Liczba wyświetleń: 1034
Niezwykłe czarne ślady na powierzchni wzgórz na Marsie nie są śladami po potokach słonej wody, jak twierdziło niedawno NASA, tylko po wrzącej wodzie parującej przy niskich temperaturach z powodu niskiego ciśnienia atmosferycznego planety, co wyjaśnia ich specyficzny wygląd – czytamy w artykule opublikowanym w czasopiśmie Nature Geophysics.
W 2011 roku Alfred McEwen z Uniwersytetu Arizony w Tucson (USA) i jego koledzy zbadali zdjęcia zrobione kamerą HiRISE na pokładzie sondy MRO. Na niektórych zdjęciach stromych zbocz i krawędzi kraterów widnieją ciemne pasma o szerokości 0,5-5 metrów, które pojawiają się i rozszerzają w okresie letnim i znikają podczas marsjańskiej zimy.
Jak przypuszczali wówczas planetolodzy, te pasma są prawdopodobnie śladami po potokach bardzo słonej wody.
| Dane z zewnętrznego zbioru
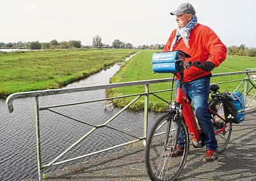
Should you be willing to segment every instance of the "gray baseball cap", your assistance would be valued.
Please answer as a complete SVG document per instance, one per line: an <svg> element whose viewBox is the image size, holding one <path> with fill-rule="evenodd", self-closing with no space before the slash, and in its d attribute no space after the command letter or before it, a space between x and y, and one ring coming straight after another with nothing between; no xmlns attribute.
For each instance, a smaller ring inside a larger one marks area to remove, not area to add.
<svg viewBox="0 0 256 181"><path fill-rule="evenodd" d="M182 14L192 14L195 15L196 14L196 10L195 10L194 7L189 3L182 3L177 9L176 11L170 13L171 15L181 15Z"/></svg>

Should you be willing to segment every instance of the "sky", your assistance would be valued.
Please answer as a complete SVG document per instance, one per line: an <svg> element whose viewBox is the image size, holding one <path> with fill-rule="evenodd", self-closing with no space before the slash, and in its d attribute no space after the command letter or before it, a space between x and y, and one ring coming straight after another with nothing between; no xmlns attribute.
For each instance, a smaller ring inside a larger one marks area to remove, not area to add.
<svg viewBox="0 0 256 181"><path fill-rule="evenodd" d="M165 44L177 27L170 11L183 3L227 46L256 47L255 0L0 0L0 42L70 40L91 45L99 35L134 46Z"/></svg>

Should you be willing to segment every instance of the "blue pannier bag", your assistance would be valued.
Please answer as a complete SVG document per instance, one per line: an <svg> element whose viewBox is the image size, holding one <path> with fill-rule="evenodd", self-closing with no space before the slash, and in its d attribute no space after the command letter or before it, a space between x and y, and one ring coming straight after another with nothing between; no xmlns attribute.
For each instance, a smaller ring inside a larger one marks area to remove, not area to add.
<svg viewBox="0 0 256 181"><path fill-rule="evenodd" d="M184 60L187 54L181 51L156 53L152 55L153 71L156 73L176 73L183 72L181 59Z"/></svg>
<svg viewBox="0 0 256 181"><path fill-rule="evenodd" d="M245 103L242 93L231 93L224 101L225 118L228 122L238 124L245 118Z"/></svg>

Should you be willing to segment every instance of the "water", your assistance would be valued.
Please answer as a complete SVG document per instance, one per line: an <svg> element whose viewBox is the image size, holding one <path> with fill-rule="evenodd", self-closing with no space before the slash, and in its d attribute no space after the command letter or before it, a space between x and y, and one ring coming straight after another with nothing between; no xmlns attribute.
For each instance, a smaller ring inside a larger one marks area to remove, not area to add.
<svg viewBox="0 0 256 181"><path fill-rule="evenodd" d="M115 65L85 80L68 85L67 87L108 84L110 78L119 68L119 65ZM98 90L39 97L39 104L41 106L49 106L105 97L105 91ZM0 180L37 178L34 99L15 100L13 104L15 110L13 113L9 114L5 102L0 100ZM115 108L113 111L110 109L105 111L104 101L53 109L94 125L105 123L120 110ZM140 137L143 135L143 114L142 111L125 111L108 125ZM151 125L158 117L158 114L150 113L149 124ZM48 164L92 128L85 123L75 122L49 111L40 111L40 119L43 165ZM132 139L129 136L110 128L97 129L58 161L96 151ZM95 156L103 156L122 149L115 149L77 161L53 166L50 169L44 170L43 173L85 161Z"/></svg>

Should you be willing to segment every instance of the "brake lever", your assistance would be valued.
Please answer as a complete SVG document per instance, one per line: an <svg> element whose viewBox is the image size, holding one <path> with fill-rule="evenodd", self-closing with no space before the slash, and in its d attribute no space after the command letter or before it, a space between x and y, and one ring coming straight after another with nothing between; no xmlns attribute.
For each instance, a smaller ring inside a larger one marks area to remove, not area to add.
<svg viewBox="0 0 256 181"><path fill-rule="evenodd" d="M190 67L190 64L189 62L184 61L183 62L183 68L184 69L188 69Z"/></svg>

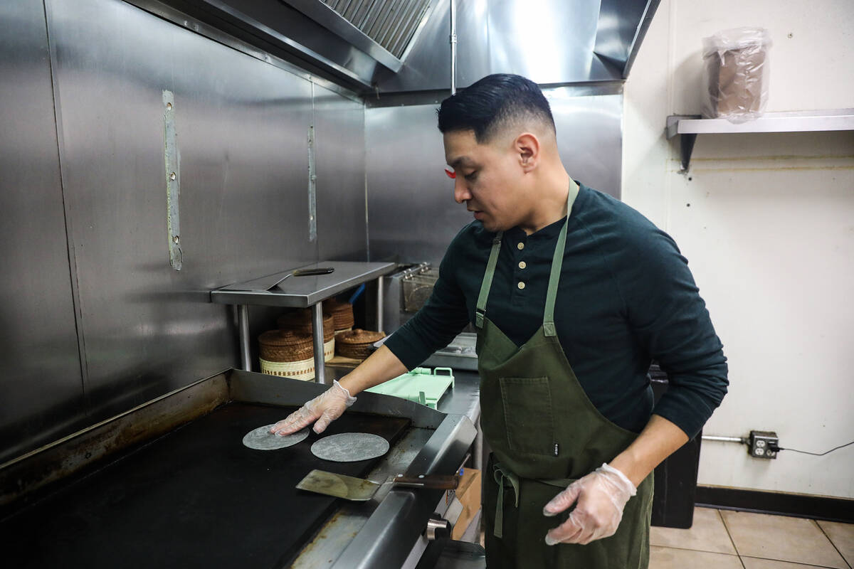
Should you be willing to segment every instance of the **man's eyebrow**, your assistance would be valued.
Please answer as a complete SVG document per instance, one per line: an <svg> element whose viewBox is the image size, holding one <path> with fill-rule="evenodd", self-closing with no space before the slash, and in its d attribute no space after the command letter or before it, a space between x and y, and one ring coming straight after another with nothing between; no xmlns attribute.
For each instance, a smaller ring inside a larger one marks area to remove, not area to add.
<svg viewBox="0 0 854 569"><path fill-rule="evenodd" d="M454 170L456 170L457 166L465 165L466 162L471 162L471 160L468 156L460 156L459 158L458 158L457 160L453 160L453 162L451 162L447 165L449 165L452 168L453 168Z"/></svg>

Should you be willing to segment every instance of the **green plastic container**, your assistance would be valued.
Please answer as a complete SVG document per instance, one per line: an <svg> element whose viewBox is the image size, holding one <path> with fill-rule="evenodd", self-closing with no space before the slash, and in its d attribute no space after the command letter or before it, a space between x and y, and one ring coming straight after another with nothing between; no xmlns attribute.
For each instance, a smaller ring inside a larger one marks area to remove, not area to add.
<svg viewBox="0 0 854 569"><path fill-rule="evenodd" d="M439 374L439 372L444 372ZM450 368L415 368L412 371L389 380L366 391L409 399L436 409L445 390L453 389L453 370Z"/></svg>

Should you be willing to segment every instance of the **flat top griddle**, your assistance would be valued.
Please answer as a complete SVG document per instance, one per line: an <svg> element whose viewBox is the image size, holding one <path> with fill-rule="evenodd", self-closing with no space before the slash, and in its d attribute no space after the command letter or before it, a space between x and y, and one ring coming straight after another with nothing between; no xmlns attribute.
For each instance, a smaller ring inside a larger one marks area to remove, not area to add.
<svg viewBox="0 0 854 569"><path fill-rule="evenodd" d="M345 413L322 435L279 450L242 444L294 408L230 403L0 522L15 567L286 566L336 509L295 488L313 468L365 476L381 460L330 462L313 442L347 432L392 444L408 419Z"/></svg>

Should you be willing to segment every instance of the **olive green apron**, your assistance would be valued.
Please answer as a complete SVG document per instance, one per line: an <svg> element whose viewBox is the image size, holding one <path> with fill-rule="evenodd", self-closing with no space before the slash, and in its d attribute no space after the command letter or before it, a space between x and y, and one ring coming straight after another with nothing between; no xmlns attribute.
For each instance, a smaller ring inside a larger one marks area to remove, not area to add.
<svg viewBox="0 0 854 569"><path fill-rule="evenodd" d="M608 462L637 434L617 427L590 402L558 340L554 303L566 230L578 185L570 183L567 220L554 250L542 326L521 347L486 316L501 247L493 241L475 311L481 425L493 454L483 473L487 566L642 569L649 564L652 475L640 483L617 533L587 545L546 545L566 520L543 507L575 479Z"/></svg>

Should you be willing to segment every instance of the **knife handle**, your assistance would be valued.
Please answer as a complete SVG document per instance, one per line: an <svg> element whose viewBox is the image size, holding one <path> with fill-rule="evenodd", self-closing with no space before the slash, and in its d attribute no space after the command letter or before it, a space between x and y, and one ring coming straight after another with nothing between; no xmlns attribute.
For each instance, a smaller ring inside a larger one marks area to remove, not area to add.
<svg viewBox="0 0 854 569"><path fill-rule="evenodd" d="M459 476L458 474L430 474L430 476L424 477L395 476L391 483L395 486L407 486L408 488L454 490L459 485Z"/></svg>

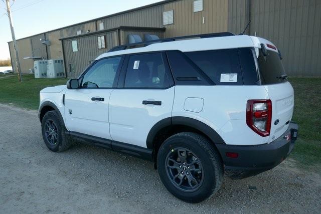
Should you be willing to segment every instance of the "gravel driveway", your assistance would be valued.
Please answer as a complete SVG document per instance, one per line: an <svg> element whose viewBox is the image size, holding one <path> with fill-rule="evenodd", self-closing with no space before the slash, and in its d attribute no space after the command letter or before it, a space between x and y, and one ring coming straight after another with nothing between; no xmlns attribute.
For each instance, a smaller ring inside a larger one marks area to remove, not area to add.
<svg viewBox="0 0 321 214"><path fill-rule="evenodd" d="M225 177L211 199L189 204L164 187L151 162L77 144L43 142L35 111L0 104L0 212L319 212L321 176L284 161L259 175Z"/></svg>

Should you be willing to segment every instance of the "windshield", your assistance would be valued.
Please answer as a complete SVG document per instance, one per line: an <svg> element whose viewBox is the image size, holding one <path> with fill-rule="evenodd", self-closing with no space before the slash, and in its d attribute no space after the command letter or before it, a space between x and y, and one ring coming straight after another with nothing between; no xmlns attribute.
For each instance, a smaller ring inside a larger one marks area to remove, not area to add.
<svg viewBox="0 0 321 214"><path fill-rule="evenodd" d="M264 56L261 49L259 49L257 62L262 85L279 83L285 81L277 78L285 74L278 53L268 50L267 55Z"/></svg>

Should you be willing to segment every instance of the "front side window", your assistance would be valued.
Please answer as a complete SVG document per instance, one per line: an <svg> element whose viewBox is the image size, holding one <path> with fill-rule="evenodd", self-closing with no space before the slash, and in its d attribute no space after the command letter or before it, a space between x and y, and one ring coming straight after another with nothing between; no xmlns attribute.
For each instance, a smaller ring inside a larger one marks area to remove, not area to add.
<svg viewBox="0 0 321 214"><path fill-rule="evenodd" d="M129 57L125 88L167 88L170 86L167 67L161 53Z"/></svg>
<svg viewBox="0 0 321 214"><path fill-rule="evenodd" d="M112 88L115 84L116 73L121 57L104 59L94 64L84 76L82 88Z"/></svg>

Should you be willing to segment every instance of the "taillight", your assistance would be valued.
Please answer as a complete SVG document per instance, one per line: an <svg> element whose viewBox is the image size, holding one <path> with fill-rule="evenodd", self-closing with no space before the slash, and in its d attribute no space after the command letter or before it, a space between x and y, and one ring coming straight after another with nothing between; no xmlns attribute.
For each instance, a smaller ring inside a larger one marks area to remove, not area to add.
<svg viewBox="0 0 321 214"><path fill-rule="evenodd" d="M249 100L246 106L246 124L260 135L270 135L272 120L271 100Z"/></svg>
Przy letnich temperaturach 250-300 Ka (od -23 do +26 stopni Celsjusza) woda na tych zboczach jest płynna. We wrześniu ubiegłego roku po powtórnym zbadaniu zdjęć z MRO planetolodzy potwierdzili, że rzeczywiście są to ślady po wodzie.
W nowym artykule McEwen i jego koledzy wyjaśnili, dlaczego te pasma są otoczone plamami jasnych skał, a także opisali ich niezwykły falisty wygląd i drastyczne przerwy na niższych partiach zboczy. To wszystko skłania wielu naukowców do wniosku, że ciemne pasma na Marsie nie są śladami po niewielkiej ilości płynącej wody, tylko po topieniu się suchego lodu lub nawet osuwiskach spowodowanych parowaniem zamrożonego dwutlenku węgla.
Jednak w rezultacie eksperymentów okazało się, że woda po stopionym lodzie będzie nie tylko płynąć w dół po uboczu przez piaski Marsa, ale również wrzeć, aktywnie parując w chwili podnoszenia się na powierzchnię gruntu.
Ten proces parowania był tak aktywny, że dookoła rozlatywały się cząsteczki piasku, wywołując osuwiska i inne procesy, podczas których ślady wody w laboratorium prawie nie różniły się od wyglądu ciemnych pasm na Marsie.